Correlation is a technique that helps to identify if there is a relationship between two sets of data (typically an input and output of a process). Nb: It’s important to remember that Correlation helps to establish if a mathematical relationship exists, but this doesn’t necessarily mean that a causal relationship exists – a subject for a future newsletter!
The first step of Correlation is to use a graphical technique – the scatter plot – to investigate whether there appears to be a correlation. Consider the following scatter plots shown on the right. Do you think they demonstrate a correlation?
Generally, we’re looking for two aspects when considering if a scatter plot demonstrates a correlation:
1) The angle of the slope (if any) – an upward slope indicates a direct relationship between the input and output, and a downward slope indicates an inverse relationship.
2) The degree to which the points are tightly clustered – the tighter the clustering of the points, the stronger the (mathematical) relationship between the input and output.

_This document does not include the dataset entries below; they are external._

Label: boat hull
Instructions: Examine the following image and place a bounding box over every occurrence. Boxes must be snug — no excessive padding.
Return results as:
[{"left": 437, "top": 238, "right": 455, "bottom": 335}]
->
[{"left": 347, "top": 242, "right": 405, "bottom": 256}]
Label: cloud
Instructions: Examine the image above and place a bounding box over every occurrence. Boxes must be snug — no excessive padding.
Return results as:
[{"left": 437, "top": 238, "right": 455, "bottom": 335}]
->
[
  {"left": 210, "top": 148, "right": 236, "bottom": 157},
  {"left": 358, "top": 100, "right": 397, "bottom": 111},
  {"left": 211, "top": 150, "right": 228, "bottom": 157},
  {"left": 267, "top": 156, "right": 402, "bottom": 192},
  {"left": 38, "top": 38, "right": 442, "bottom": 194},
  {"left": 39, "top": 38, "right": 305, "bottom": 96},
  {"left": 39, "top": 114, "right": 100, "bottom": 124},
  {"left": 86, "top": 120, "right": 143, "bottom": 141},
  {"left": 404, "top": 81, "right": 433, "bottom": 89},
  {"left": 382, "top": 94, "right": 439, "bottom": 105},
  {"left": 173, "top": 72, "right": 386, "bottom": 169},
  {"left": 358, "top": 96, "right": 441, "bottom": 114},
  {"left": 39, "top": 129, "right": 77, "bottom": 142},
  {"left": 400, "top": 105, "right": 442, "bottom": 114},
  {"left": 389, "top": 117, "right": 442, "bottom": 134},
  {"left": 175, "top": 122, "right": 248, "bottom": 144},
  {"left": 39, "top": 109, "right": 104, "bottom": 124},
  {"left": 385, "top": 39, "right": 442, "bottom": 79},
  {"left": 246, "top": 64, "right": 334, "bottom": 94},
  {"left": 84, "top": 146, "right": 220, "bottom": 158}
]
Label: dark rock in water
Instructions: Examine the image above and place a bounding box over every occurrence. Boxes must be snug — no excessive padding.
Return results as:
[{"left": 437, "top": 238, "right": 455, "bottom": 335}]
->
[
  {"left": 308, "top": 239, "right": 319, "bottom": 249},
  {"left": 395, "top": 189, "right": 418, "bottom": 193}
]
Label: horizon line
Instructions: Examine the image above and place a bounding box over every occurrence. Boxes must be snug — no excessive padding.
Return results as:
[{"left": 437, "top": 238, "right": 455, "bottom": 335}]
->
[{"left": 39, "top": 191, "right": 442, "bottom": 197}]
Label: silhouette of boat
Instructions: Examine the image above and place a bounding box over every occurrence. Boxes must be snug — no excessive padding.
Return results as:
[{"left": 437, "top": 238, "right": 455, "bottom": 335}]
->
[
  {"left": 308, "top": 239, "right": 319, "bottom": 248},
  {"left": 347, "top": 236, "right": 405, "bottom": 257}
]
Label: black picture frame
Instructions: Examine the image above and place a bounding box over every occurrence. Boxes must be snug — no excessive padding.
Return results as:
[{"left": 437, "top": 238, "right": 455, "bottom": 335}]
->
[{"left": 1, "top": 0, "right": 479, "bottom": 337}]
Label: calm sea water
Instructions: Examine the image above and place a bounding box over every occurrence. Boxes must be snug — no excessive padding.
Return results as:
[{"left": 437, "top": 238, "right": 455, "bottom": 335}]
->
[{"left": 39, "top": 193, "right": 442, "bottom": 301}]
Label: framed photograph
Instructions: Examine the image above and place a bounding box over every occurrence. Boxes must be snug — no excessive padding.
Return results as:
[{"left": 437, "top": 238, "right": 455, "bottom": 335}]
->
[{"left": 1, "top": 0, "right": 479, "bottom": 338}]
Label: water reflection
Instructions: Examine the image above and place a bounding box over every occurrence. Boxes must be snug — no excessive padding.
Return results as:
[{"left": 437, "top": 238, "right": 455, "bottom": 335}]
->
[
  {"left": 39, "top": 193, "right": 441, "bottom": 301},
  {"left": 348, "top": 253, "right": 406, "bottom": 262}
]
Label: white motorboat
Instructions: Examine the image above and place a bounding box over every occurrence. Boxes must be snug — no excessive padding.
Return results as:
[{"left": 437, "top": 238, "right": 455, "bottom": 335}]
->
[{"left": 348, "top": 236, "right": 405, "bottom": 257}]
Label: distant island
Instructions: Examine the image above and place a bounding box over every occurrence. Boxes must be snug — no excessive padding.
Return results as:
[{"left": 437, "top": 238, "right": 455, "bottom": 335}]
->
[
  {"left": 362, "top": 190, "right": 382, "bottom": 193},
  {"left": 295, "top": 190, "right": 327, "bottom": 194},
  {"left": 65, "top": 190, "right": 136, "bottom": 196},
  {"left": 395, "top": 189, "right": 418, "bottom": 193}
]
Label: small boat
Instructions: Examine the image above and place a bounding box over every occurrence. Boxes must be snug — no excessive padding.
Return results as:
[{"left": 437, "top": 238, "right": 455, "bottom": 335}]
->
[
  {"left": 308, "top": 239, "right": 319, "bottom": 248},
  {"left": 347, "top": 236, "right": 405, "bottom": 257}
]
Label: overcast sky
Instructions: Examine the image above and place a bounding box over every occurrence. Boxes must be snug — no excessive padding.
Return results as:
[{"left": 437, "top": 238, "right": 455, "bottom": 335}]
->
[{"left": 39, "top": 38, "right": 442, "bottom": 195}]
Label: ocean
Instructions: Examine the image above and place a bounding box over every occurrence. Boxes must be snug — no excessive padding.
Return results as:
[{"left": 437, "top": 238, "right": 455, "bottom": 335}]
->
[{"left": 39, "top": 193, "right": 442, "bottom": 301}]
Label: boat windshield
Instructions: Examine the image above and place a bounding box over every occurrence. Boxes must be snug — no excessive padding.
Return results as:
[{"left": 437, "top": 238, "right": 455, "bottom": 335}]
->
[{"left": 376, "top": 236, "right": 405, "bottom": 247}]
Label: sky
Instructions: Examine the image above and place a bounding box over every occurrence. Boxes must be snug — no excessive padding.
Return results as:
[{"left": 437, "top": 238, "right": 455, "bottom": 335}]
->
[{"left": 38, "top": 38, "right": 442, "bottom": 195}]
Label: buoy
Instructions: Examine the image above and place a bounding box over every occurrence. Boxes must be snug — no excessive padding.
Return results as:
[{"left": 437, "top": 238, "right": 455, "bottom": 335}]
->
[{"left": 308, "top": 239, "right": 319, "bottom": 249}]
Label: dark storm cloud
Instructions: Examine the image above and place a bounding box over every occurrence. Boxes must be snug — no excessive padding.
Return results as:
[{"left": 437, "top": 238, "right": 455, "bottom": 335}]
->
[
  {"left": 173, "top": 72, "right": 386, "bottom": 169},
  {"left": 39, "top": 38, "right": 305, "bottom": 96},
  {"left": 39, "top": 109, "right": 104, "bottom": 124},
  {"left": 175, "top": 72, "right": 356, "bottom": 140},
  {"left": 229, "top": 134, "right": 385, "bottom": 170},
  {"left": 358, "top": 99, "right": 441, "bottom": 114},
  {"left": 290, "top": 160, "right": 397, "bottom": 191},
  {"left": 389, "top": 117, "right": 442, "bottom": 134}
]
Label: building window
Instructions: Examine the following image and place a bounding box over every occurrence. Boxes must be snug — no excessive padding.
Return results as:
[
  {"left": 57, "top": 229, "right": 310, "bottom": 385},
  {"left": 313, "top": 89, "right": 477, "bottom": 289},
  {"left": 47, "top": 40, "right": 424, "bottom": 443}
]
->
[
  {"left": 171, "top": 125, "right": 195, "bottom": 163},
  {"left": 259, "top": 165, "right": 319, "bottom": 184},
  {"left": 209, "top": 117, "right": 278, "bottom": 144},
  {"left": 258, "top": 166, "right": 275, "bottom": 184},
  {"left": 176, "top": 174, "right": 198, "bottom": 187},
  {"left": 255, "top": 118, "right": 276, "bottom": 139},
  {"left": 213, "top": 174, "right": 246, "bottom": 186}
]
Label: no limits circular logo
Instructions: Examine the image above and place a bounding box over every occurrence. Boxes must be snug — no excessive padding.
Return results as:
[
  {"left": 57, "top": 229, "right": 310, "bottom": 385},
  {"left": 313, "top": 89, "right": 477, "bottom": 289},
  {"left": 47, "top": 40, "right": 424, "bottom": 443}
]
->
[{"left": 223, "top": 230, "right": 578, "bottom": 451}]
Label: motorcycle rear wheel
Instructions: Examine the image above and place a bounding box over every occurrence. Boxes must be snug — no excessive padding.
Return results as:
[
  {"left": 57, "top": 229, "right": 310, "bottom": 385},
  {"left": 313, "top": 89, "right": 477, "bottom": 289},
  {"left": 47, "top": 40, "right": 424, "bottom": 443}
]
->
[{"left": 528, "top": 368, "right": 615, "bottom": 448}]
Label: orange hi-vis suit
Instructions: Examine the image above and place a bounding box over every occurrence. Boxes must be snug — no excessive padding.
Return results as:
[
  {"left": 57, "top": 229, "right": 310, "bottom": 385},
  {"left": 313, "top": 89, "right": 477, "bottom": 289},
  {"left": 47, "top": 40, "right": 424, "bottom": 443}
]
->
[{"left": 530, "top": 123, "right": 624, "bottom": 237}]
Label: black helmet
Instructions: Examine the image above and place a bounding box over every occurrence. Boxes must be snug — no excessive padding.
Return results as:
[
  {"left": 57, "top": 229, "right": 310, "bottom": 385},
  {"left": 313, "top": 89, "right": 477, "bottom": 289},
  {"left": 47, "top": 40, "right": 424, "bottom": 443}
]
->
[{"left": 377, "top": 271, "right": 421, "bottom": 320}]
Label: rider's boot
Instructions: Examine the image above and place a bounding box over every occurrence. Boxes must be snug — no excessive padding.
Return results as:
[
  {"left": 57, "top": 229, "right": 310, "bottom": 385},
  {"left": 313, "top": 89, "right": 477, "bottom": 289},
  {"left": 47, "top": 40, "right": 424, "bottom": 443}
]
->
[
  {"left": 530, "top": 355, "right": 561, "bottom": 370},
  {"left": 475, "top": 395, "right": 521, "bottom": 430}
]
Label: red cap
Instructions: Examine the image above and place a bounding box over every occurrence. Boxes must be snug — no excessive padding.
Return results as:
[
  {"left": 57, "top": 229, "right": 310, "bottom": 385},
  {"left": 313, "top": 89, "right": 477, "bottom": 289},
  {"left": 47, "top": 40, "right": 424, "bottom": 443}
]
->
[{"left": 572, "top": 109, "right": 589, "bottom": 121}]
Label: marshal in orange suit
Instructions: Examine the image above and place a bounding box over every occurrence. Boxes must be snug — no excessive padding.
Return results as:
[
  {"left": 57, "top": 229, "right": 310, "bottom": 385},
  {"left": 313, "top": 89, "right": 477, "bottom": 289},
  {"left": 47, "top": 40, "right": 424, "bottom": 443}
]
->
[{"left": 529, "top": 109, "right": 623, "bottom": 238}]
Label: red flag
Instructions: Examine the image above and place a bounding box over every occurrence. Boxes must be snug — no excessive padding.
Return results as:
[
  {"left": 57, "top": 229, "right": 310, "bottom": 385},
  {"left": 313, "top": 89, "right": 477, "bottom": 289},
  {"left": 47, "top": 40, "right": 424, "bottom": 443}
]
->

So, what is the Pearson Coefficient?
The Pearson Coefficient (r) aims to quantify the relationship that you can see on a scatter plot. It ranges from -1.0 to +1.0, where:
-1.0 is a very strong inverse relationship
0 indicates no relationship
+1.0 is a very strong direct relationship
In addition, Minitab also calculates a p-value that indicates if the Pearson Coefficient is statistically significant, which is discussed in a separate article.